Eruch ran back to catch the train, and the old man ran after him. Eruch jumped on board. The man saw Baba leaning out of the window, without his dark glasses and hat, as if waiting for him. The old man bowed his head to him, and Baba placed his hand on his head in blessing as the train pulled away.
At the next junction, Baba stopped in Sholapur to contact two advanced souls. Ghuliappa Swami was an 80-year-old yogi of the fifth plane. Salik-like, though Ghuliappa Swami dressed and behaved as a man, he referred to himself "in the first person singular feminine, as if he were a woman."1
Mullah Baba was another very old mast, who was extremely dirty and unkempt, with long fingernails. He had sat in one place for fifteen years and was never known to have moved from that spot.

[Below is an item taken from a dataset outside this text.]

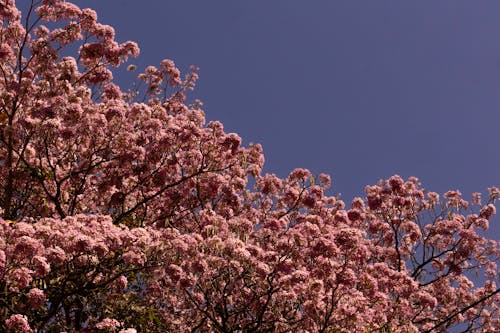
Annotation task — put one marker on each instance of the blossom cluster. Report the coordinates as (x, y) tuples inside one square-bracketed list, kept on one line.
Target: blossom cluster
[(124, 211)]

He was renowned and revered by the people of Sholapur.
After one day in Sholapur, Baba returned to Meherabad on 6 January 1942. Later that day, Baba remarked about the war and India:
The greatest lesson that this war has taught to all of us is the futility of false values in life, such as wealth, property, [possessions], et cetera, which have no consideration or value at all when life itself is at stake. People with immense wealth, owning valuable properties which they have amassed and built up after years of thought, calculation, labor, and so forth, have to leave it all in an instant when life itself is in danger, as during air-raids or direct enemy attack.

Footnotes

  1. 1.William Donkin, The Wayfarers (Sufism Reoriented, 1969), p. 357.